1.55pm - Welcome: Chairman: Dr David Higginson

2.00pm - Presented Abstracts

3.00pm - Invited Abstract: ‘Update on Epilepsy’ Dr John Craig, Royal Victoria Hospital.

3.30pm - Afternoon Tea

3.50pm - Business meeting

4.20pm - Invited case from Antrim Area Hospital

4.30pm - Presented Abstract

4.45pm - Presentation of prize for best abstract

5.15pm - Guest lecture: ‘Percutaneous Aortic Valve replacement’ Dr Ganesh Manoharan, Royal Victoria Hospital.

1. A comparison of the 12 lead ECG and the body surface map with verification by early rest myocardial perfusion imaging in the diagnosis of acute posterior myocardial infarction
J Neill,1 J Shannon,1 A Hamilton,1 P Scott,1 M Harbinson,2 and AAJ Adgey1
1Royal Victoria Hospital, Belfast, UK
2Queens University Belfast, Belfast, UK

Posterior myocardial infarction (MI) is difficult to diagnose by ECG. Patients with posterior MI benefit from early revascularisation. The 80 lead body surface map (BSM) samples more of the chest wall inclusive of the posterior thorax than the ECG. Myocardial perfusion imaging (MPI) is sensitive in identifying presence and territory of MI. We aimed to compare initial ECG and BSM with results of early MPI.

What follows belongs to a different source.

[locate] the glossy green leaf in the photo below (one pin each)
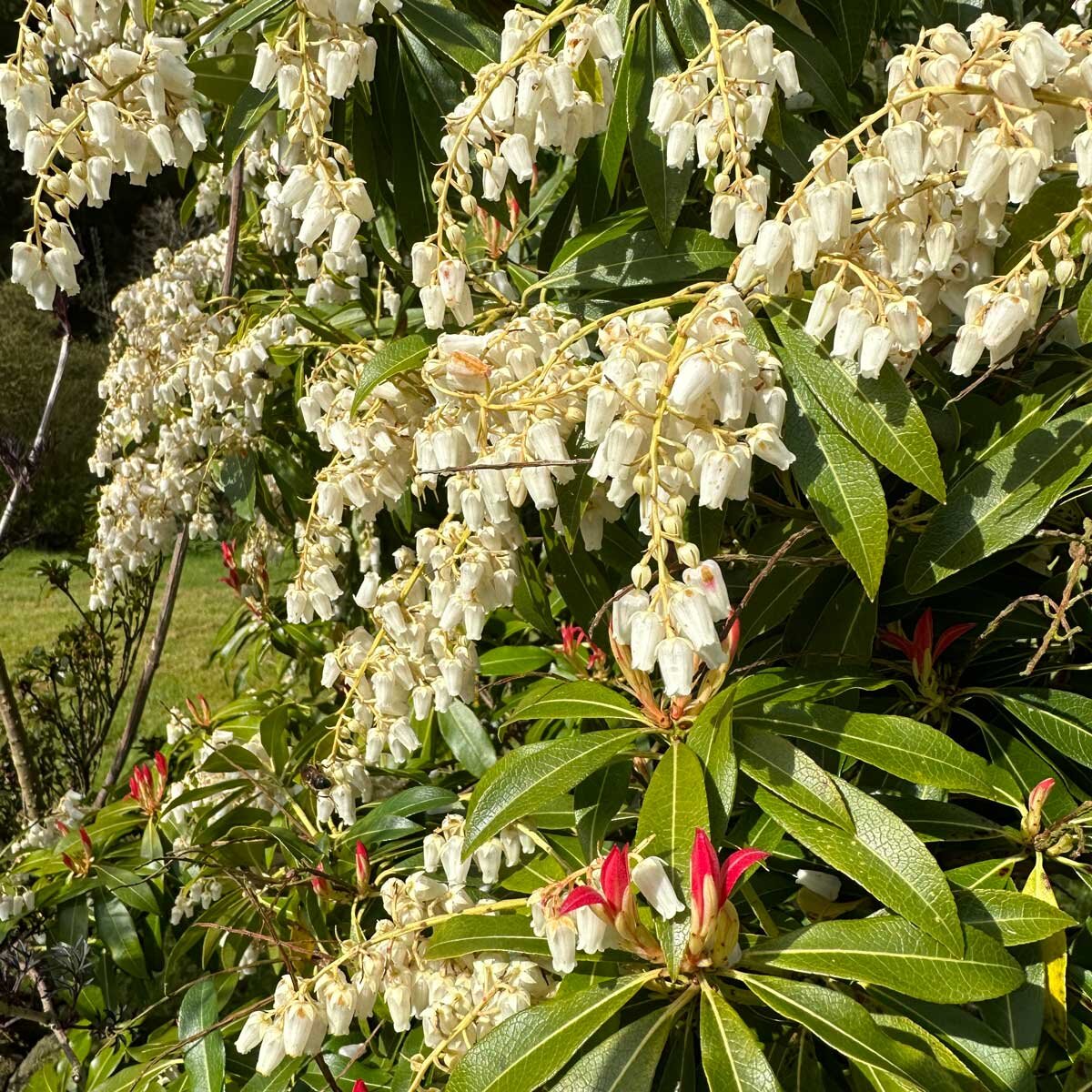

All patients presenting with ischaemic type chest pain at rest >20mins to our CCU between Oct 2004 - Oct 2006 had an initial ECG and BSM recorded. Those with either ST depression >0.1mV in leads I, aVL or V1-V6 on ECG or posterior STE >0.05mV on BSM were recruited. ECGs and BSMs were independently interpreted. All patients had rest MPI <24 hours from chest pain. Scans were coded (blinded to ECG and BSM) using a 17 segment polar plot and posterior wall perfusion defects (PWPD) were recorded. MI was diagnosed when 12 hour cTroponin T was >0.09ng/ml.

Seventy-two patients were recruited. Thirty patients had STE on ECG (42%, 30/72). Predominant STE on BSM identified 7 inferior (10%, 7/72), 41 posterior (57% 41/72) and 10 right ventricular MIs (14%, 10/72). Fourteen had no STE on BSM (19%, 14/72). Sixty-eight (94%, 68/72) had cTroponin T >0.09ng/ml. The BSM was 81% sensitive (55/68) (95%CI 70-89%) for identification of MI compared with 44% (30/68) (95%CI 32-57%) sensitivity for the ECG (McNemar’s p<0.001).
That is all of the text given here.